For Karlessi the ritual recalls the flow of water where a rite is something that flows, changes but also repeats itself in proceeding. These repeated practices can become rituals of interaction to “make things happen” in a relatively predictable manner. Such procedures, for example established rituals, are structured in a predictable manner and therewith are the very means to control crowds. In Crowds and Power (1960) Canetti describes how we do rituals to avoid open crowd eruption whereas in Religion for Atheists (2012) Alain de Botton discusses rituals as a way to organize communities (in both religious and secular states). In secular societies we still have many rituals and the inscribed mechanisms within social media platforms. Karlessi jokes how it’s very good and convenient to be Catholic on Facebook: you can just stand on the stage and explicate all your emotions where the platform records your confessions without the need of a pries. In such post-secular societies religious rituals don’t disappear at all but they are transformed and often replaced by personal and social rituals that are mediated such as liking. Social network accounts can be seen as ritualized spaces as personal belongings and habits are more and more mediated by digital devices. These habits become the rites of Religion 2.0 and are transformed by the sociotechnical assemblage of software, databases, algorithms and users.

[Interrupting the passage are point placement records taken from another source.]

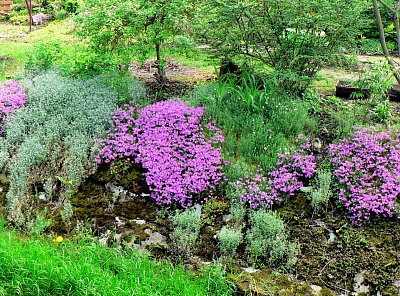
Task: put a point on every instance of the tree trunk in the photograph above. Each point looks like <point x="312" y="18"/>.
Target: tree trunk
<point x="397" y="26"/>
<point x="383" y="40"/>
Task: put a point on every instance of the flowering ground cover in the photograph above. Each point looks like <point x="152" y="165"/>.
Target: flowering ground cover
<point x="173" y="142"/>
<point x="367" y="168"/>
<point x="12" y="98"/>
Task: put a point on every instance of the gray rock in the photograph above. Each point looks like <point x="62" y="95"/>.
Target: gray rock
<point x="358" y="284"/>
<point x="332" y="237"/>
<point x="316" y="289"/>
<point x="140" y="222"/>
<point x="42" y="196"/>
<point x="116" y="191"/>
<point x="154" y="238"/>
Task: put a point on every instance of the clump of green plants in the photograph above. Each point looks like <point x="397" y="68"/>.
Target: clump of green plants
<point x="258" y="122"/>
<point x="229" y="240"/>
<point x="268" y="239"/>
<point x="321" y="193"/>
<point x="375" y="84"/>
<point x="213" y="209"/>
<point x="187" y="225"/>
<point x="53" y="137"/>
<point x="35" y="266"/>
<point x="238" y="213"/>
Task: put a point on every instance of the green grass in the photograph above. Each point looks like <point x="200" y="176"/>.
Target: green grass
<point x="257" y="123"/>
<point x="38" y="267"/>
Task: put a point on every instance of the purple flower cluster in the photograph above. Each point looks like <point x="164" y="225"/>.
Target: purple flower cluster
<point x="169" y="140"/>
<point x="12" y="98"/>
<point x="368" y="172"/>
<point x="39" y="19"/>
<point x="293" y="169"/>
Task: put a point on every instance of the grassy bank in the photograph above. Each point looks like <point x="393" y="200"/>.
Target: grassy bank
<point x="41" y="267"/>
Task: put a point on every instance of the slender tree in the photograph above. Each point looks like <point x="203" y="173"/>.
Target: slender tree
<point x="382" y="35"/>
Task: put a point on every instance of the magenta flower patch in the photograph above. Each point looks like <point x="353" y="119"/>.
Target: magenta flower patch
<point x="169" y="140"/>
<point x="368" y="173"/>
<point x="292" y="170"/>
<point x="12" y="98"/>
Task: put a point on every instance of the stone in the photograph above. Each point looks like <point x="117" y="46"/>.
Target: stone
<point x="316" y="289"/>
<point x="42" y="196"/>
<point x="358" y="284"/>
<point x="155" y="238"/>
<point x="139" y="222"/>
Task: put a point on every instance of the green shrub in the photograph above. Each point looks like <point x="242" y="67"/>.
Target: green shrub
<point x="53" y="136"/>
<point x="268" y="239"/>
<point x="187" y="225"/>
<point x="229" y="240"/>
<point x="322" y="192"/>
<point x="19" y="20"/>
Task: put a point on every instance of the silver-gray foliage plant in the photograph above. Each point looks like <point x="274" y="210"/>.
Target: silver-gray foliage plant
<point x="54" y="137"/>
<point x="267" y="238"/>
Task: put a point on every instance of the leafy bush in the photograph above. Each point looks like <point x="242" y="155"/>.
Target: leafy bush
<point x="373" y="46"/>
<point x="282" y="34"/>
<point x="367" y="172"/>
<point x="229" y="240"/>
<point x="53" y="136"/>
<point x="12" y="98"/>
<point x="267" y="238"/>
<point x="187" y="225"/>
<point x="168" y="139"/>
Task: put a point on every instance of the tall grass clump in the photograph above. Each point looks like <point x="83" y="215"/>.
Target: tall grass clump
<point x="257" y="122"/>
<point x="39" y="267"/>
<point x="52" y="138"/>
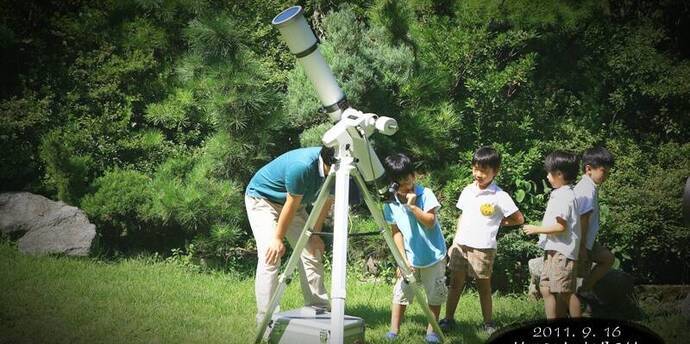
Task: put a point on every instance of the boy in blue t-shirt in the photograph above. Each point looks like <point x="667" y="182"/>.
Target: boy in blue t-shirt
<point x="417" y="234"/>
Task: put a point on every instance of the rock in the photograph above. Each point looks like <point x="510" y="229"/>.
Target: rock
<point x="50" y="227"/>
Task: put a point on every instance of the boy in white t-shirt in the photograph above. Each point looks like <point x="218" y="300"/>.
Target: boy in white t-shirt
<point x="485" y="208"/>
<point x="559" y="236"/>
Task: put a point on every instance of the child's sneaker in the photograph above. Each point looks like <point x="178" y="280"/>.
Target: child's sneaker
<point x="490" y="327"/>
<point x="588" y="296"/>
<point x="432" y="338"/>
<point x="391" y="336"/>
<point x="446" y="324"/>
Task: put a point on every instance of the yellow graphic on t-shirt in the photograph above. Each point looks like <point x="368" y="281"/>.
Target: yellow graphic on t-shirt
<point x="487" y="209"/>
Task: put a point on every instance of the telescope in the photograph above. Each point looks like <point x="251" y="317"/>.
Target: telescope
<point x="356" y="159"/>
<point x="352" y="127"/>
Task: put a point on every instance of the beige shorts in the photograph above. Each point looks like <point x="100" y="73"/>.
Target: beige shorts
<point x="595" y="255"/>
<point x="558" y="273"/>
<point x="433" y="278"/>
<point x="475" y="262"/>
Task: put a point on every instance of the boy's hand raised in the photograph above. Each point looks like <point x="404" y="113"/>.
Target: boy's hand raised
<point x="530" y="229"/>
<point x="411" y="199"/>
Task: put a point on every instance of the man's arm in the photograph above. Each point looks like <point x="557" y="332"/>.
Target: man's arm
<point x="555" y="228"/>
<point x="276" y="248"/>
<point x="514" y="219"/>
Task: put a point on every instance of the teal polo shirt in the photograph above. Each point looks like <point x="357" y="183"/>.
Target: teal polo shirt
<point x="295" y="172"/>
<point x="424" y="247"/>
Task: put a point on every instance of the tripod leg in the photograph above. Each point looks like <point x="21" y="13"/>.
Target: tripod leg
<point x="286" y="277"/>
<point x="338" y="280"/>
<point x="377" y="213"/>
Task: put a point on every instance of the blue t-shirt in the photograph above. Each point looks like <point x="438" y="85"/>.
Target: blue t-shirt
<point x="424" y="246"/>
<point x="296" y="172"/>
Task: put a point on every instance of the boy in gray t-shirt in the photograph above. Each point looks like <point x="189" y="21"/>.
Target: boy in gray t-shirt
<point x="596" y="164"/>
<point x="559" y="236"/>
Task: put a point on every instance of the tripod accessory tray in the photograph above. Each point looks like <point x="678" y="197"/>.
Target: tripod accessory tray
<point x="310" y="326"/>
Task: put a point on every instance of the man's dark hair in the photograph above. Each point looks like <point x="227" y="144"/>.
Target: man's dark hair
<point x="398" y="166"/>
<point x="564" y="162"/>
<point x="328" y="155"/>
<point x="487" y="157"/>
<point x="597" y="156"/>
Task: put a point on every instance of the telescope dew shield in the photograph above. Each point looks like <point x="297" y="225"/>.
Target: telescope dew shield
<point x="303" y="44"/>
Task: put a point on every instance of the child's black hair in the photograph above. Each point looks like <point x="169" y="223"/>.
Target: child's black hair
<point x="487" y="157"/>
<point x="564" y="162"/>
<point x="398" y="166"/>
<point x="327" y="155"/>
<point x="597" y="156"/>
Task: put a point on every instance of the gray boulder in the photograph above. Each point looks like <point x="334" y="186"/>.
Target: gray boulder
<point x="47" y="226"/>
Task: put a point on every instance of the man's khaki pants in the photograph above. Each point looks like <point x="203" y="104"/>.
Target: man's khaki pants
<point x="263" y="218"/>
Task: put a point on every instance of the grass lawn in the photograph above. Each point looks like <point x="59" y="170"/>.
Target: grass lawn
<point x="67" y="300"/>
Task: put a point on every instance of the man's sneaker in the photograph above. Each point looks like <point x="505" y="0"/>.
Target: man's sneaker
<point x="446" y="324"/>
<point x="391" y="336"/>
<point x="432" y="338"/>
<point x="490" y="327"/>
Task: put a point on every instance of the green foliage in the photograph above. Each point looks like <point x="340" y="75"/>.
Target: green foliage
<point x="641" y="205"/>
<point x="24" y="121"/>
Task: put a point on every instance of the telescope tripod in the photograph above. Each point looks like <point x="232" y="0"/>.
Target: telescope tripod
<point x="343" y="169"/>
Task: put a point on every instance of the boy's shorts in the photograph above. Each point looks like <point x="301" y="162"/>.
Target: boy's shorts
<point x="476" y="262"/>
<point x="433" y="278"/>
<point x="558" y="273"/>
<point x="595" y="255"/>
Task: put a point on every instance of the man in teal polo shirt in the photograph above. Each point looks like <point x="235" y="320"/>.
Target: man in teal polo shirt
<point x="276" y="199"/>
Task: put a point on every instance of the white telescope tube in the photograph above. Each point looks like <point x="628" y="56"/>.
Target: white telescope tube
<point x="302" y="42"/>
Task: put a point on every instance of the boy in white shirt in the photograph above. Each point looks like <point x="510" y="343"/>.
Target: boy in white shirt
<point x="596" y="163"/>
<point x="559" y="236"/>
<point x="485" y="207"/>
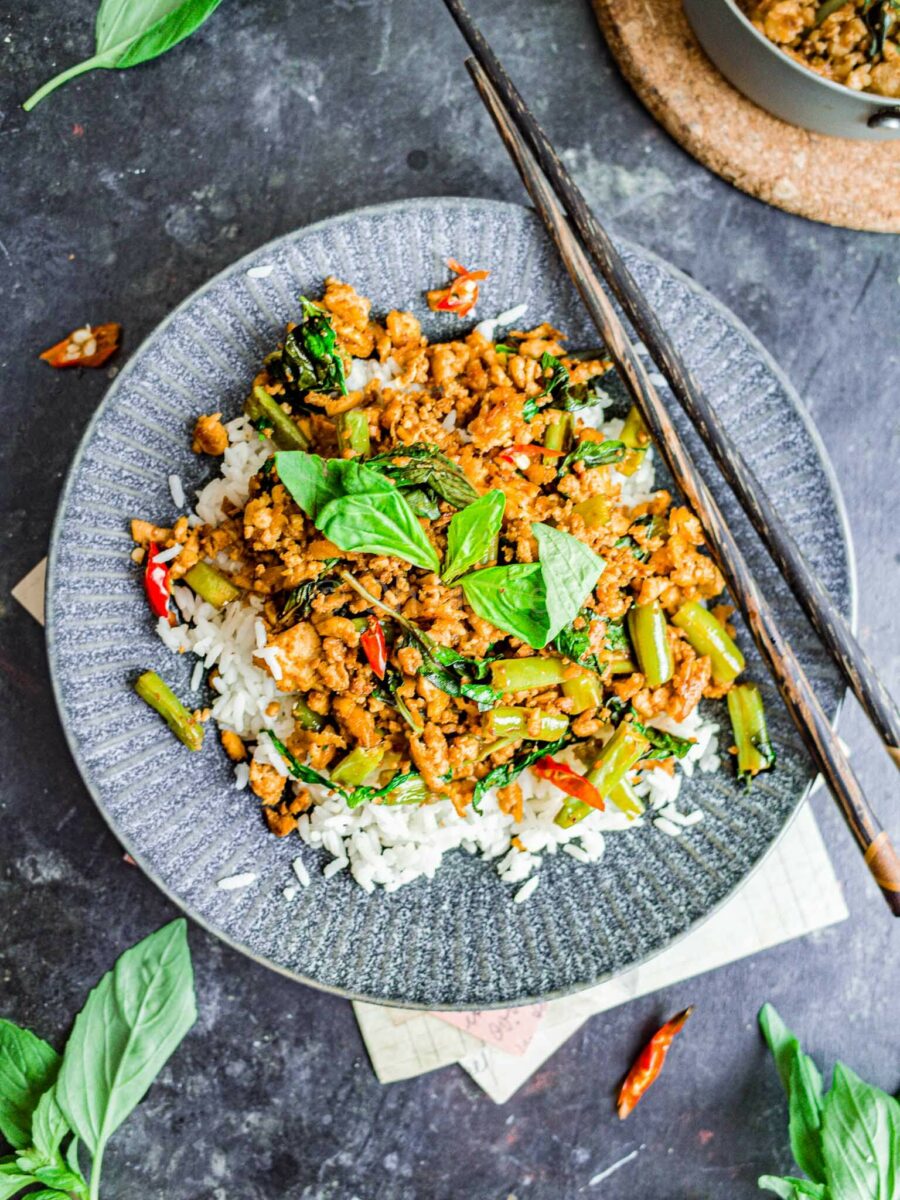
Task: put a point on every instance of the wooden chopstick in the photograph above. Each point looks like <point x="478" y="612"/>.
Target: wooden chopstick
<point x="790" y="676"/>
<point x="847" y="654"/>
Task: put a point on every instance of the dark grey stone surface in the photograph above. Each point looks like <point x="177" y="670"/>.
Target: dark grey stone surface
<point x="119" y="196"/>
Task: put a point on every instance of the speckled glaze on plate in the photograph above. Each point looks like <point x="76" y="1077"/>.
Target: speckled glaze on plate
<point x="459" y="940"/>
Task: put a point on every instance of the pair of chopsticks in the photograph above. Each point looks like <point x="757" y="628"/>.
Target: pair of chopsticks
<point x="585" y="245"/>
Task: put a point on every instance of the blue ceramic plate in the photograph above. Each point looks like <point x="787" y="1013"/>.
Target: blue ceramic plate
<point x="457" y="941"/>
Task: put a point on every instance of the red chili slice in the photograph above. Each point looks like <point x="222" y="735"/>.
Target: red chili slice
<point x="375" y="647"/>
<point x="87" y="347"/>
<point x="649" y="1063"/>
<point x="569" y="781"/>
<point x="461" y="295"/>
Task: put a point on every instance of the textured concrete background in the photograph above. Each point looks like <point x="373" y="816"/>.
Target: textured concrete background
<point x="118" y="197"/>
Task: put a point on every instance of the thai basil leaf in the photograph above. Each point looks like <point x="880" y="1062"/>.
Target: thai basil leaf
<point x="570" y="574"/>
<point x="575" y="643"/>
<point x="663" y="745"/>
<point x="131" y="1024"/>
<point x="510" y="771"/>
<point x="48" y="1127"/>
<point x="28" y="1068"/>
<point x="12" y="1180"/>
<point x="423" y="466"/>
<point x="423" y="503"/>
<point x="381" y="523"/>
<point x="355" y="508"/>
<point x="513" y="598"/>
<point x="310" y="360"/>
<point x="472" y="534"/>
<point x="562" y="393"/>
<point x="132" y="31"/>
<point x="298" y="601"/>
<point x="803" y="1085"/>
<point x="593" y="454"/>
<point x="299" y="769"/>
<point x="790" y="1188"/>
<point x="456" y="675"/>
<point x="861" y="1139"/>
<point x="388" y="690"/>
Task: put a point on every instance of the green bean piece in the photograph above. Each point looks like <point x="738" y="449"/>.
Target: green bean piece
<point x="751" y="735"/>
<point x="636" y="438"/>
<point x="411" y="791"/>
<point x="353" y="432"/>
<point x="503" y="723"/>
<point x="622" y="666"/>
<point x="493" y="747"/>
<point x="163" y="700"/>
<point x="306" y="718"/>
<point x="357" y="766"/>
<point x="287" y="435"/>
<point x="210" y="585"/>
<point x="520" y="675"/>
<point x="826" y="10"/>
<point x="708" y="636"/>
<point x="624" y="749"/>
<point x="595" y="513"/>
<point x="647" y="629"/>
<point x="559" y="435"/>
<point x="585" y="690"/>
<point x="627" y="799"/>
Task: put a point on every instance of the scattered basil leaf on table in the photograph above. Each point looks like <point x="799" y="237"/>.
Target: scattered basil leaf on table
<point x="593" y="454"/>
<point x="121" y="1039"/>
<point x="130" y="1025"/>
<point x="28" y="1068"/>
<point x="847" y="1141"/>
<point x="803" y="1085"/>
<point x="861" y="1139"/>
<point x="423" y="466"/>
<point x="132" y="31"/>
<point x="472" y="534"/>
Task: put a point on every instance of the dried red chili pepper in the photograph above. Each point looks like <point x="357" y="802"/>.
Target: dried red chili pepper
<point x="649" y="1063"/>
<point x="375" y="647"/>
<point x="569" y="781"/>
<point x="156" y="582"/>
<point x="87" y="347"/>
<point x="461" y="295"/>
<point x="531" y="450"/>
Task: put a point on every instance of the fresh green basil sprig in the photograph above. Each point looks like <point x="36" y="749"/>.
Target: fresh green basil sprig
<point x="358" y="509"/>
<point x="424" y="469"/>
<point x="132" y="31"/>
<point x="847" y="1140"/>
<point x="534" y="601"/>
<point x="121" y="1039"/>
<point x="472" y="533"/>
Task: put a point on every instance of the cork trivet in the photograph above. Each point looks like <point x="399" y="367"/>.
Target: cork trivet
<point x="837" y="180"/>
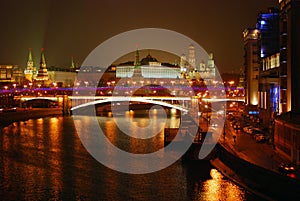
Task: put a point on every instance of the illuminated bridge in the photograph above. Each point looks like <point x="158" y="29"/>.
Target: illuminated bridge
<point x="78" y="102"/>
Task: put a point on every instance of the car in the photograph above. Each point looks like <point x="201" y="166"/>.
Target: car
<point x="286" y="168"/>
<point x="260" y="138"/>
<point x="11" y="109"/>
<point x="247" y="129"/>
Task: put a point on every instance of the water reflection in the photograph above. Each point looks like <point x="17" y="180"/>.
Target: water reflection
<point x="43" y="159"/>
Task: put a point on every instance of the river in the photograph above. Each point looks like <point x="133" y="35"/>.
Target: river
<point x="44" y="159"/>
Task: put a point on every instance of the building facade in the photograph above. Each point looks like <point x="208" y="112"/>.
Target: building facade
<point x="287" y="125"/>
<point x="251" y="65"/>
<point x="269" y="87"/>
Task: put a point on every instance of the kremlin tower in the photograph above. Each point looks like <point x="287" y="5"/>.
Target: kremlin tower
<point x="30" y="70"/>
<point x="42" y="74"/>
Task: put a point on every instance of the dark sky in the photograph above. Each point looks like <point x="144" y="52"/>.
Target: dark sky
<point x="67" y="28"/>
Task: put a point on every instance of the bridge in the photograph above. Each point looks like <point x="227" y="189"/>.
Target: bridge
<point x="77" y="102"/>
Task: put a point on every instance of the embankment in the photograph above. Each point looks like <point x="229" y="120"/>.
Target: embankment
<point x="7" y="118"/>
<point x="257" y="179"/>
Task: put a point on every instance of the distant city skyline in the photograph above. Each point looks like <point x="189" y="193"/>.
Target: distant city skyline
<point x="73" y="29"/>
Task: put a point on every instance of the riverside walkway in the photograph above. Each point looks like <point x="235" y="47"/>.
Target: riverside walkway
<point x="260" y="154"/>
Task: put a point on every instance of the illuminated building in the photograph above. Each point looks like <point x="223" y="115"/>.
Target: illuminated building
<point x="183" y="63"/>
<point x="287" y="125"/>
<point x="42" y="74"/>
<point x="6" y="73"/>
<point x="251" y="65"/>
<point x="192" y="60"/>
<point x="30" y="71"/>
<point x="148" y="67"/>
<point x="268" y="90"/>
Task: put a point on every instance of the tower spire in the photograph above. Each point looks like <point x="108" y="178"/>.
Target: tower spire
<point x="29" y="72"/>
<point x="42" y="73"/>
<point x="137" y="59"/>
<point x="72" y="63"/>
<point x="43" y="60"/>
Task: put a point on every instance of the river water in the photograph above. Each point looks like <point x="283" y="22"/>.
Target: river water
<point x="43" y="159"/>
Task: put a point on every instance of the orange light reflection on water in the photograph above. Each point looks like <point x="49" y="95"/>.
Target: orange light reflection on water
<point x="218" y="189"/>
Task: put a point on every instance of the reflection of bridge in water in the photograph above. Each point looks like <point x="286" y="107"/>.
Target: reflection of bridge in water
<point x="76" y="102"/>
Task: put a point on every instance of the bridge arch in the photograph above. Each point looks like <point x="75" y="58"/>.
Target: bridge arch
<point x="127" y="99"/>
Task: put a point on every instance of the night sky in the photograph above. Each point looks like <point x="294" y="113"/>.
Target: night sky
<point x="67" y="28"/>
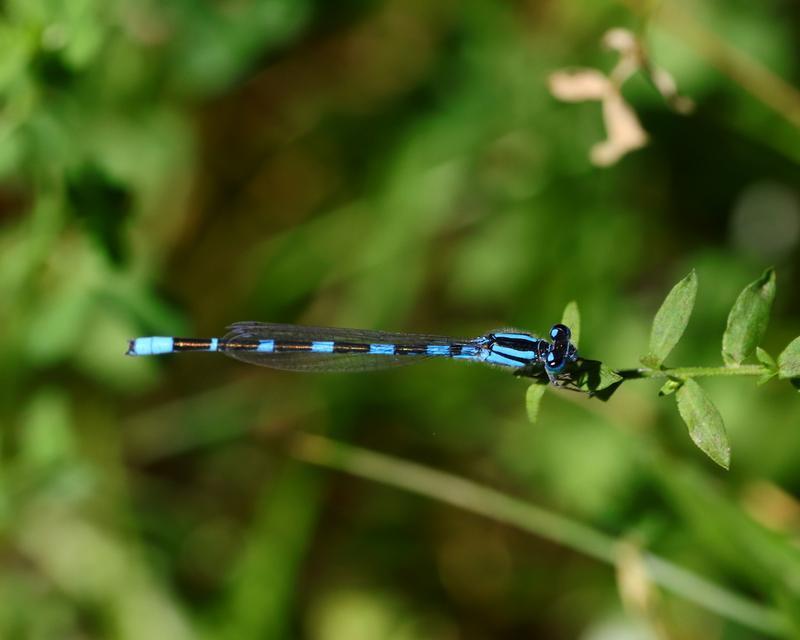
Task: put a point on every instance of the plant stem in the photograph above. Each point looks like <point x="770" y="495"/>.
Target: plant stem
<point x="478" y="499"/>
<point x="694" y="372"/>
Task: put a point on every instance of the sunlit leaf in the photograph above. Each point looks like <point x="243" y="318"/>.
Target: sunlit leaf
<point x="766" y="377"/>
<point x="670" y="387"/>
<point x="533" y="400"/>
<point x="592" y="376"/>
<point x="767" y="360"/>
<point x="671" y="320"/>
<point x="789" y="360"/>
<point x="572" y="318"/>
<point x="748" y="319"/>
<point x="706" y="428"/>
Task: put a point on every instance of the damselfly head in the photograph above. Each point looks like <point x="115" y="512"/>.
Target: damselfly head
<point x="561" y="352"/>
<point x="560" y="333"/>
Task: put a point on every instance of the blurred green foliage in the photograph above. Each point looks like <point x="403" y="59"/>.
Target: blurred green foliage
<point x="168" y="168"/>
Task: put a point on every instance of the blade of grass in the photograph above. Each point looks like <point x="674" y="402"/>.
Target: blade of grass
<point x="473" y="497"/>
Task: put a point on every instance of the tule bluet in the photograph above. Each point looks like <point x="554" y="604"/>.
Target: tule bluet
<point x="302" y="348"/>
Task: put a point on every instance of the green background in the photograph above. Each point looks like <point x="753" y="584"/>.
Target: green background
<point x="167" y="168"/>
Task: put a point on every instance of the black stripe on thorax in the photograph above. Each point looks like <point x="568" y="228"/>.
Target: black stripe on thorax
<point x="190" y="344"/>
<point x="350" y="347"/>
<point x="411" y="349"/>
<point x="518" y="344"/>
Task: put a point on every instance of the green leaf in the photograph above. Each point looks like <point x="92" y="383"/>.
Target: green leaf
<point x="572" y="318"/>
<point x="592" y="376"/>
<point x="767" y="360"/>
<point x="789" y="360"/>
<point x="748" y="319"/>
<point x="533" y="400"/>
<point x="706" y="428"/>
<point x="766" y="377"/>
<point x="671" y="320"/>
<point x="670" y="387"/>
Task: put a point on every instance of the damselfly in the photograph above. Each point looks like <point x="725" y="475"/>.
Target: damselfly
<point x="301" y="348"/>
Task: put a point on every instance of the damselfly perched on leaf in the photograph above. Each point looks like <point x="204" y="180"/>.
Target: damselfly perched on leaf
<point x="301" y="348"/>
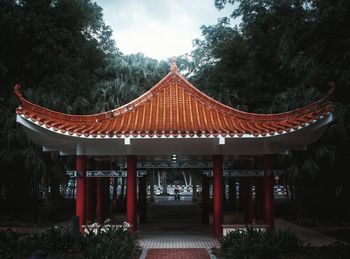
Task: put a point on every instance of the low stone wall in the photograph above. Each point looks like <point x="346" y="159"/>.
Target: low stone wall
<point x="242" y="228"/>
<point x="98" y="228"/>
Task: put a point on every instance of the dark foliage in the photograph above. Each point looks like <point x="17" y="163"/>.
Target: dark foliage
<point x="58" y="242"/>
<point x="254" y="244"/>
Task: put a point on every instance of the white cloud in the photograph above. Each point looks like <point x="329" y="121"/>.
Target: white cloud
<point x="159" y="28"/>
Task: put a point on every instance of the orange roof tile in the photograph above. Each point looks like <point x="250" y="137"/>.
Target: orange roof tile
<point x="173" y="107"/>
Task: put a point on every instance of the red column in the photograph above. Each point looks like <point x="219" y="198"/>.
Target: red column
<point x="248" y="212"/>
<point x="100" y="193"/>
<point x="81" y="190"/>
<point x="232" y="193"/>
<point x="91" y="200"/>
<point x="205" y="199"/>
<point x="115" y="193"/>
<point x="143" y="198"/>
<point x="245" y="198"/>
<point x="269" y="216"/>
<point x="218" y="179"/>
<point x="131" y="192"/>
<point x="259" y="194"/>
<point x="106" y="201"/>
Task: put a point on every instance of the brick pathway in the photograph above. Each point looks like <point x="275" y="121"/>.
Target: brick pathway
<point x="191" y="253"/>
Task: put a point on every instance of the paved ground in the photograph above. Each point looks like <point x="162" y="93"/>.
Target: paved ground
<point x="193" y="253"/>
<point x="174" y="231"/>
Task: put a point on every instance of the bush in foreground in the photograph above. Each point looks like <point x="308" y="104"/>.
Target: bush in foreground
<point x="253" y="244"/>
<point x="58" y="242"/>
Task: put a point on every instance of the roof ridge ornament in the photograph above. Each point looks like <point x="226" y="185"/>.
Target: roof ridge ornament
<point x="331" y="86"/>
<point x="173" y="67"/>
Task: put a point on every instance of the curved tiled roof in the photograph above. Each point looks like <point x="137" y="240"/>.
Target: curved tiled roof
<point x="173" y="107"/>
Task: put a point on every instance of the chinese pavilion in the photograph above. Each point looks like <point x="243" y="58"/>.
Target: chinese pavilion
<point x="171" y="118"/>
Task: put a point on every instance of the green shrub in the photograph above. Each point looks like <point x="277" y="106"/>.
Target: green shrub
<point x="113" y="243"/>
<point x="254" y="244"/>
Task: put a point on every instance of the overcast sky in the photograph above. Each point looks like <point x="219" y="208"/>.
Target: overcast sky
<point x="159" y="28"/>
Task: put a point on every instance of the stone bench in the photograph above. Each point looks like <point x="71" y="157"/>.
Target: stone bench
<point x="242" y="228"/>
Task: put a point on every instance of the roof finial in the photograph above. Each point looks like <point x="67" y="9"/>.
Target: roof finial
<point x="173" y="66"/>
<point x="331" y="86"/>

Algorithms or the 2.0 liturgy

Algorithms are the rhytms of the online liturgy as the rites are inscribed and acted upon very often without the conscious interaction of users, or as Waldbillig describes it: “These unconscious algorithmic rituals practiced en masse become the form and function of online liturgy, or public worship, to the unconscious – presumably leading to the title of today’s talk “Minds Without Bodies”. The various forms of interaction that are becoming increasingly technologically mediated that are devoted to and developed by algorithms are carried out via directed social networks.” Karlessi describes how you don’t know how the algorithm works but “it works” and algorithms such as PageRank, EdgeRank, GraphRank and Amazon Recommendations make particular things happen. We are under an algorithmic authority that is deeply inscribed in our daily habits, including mediated rituals online, and the way out of this new control mechanism for Karlessi is to transform our rituals into new ones not governed by capitalistic social media platforms.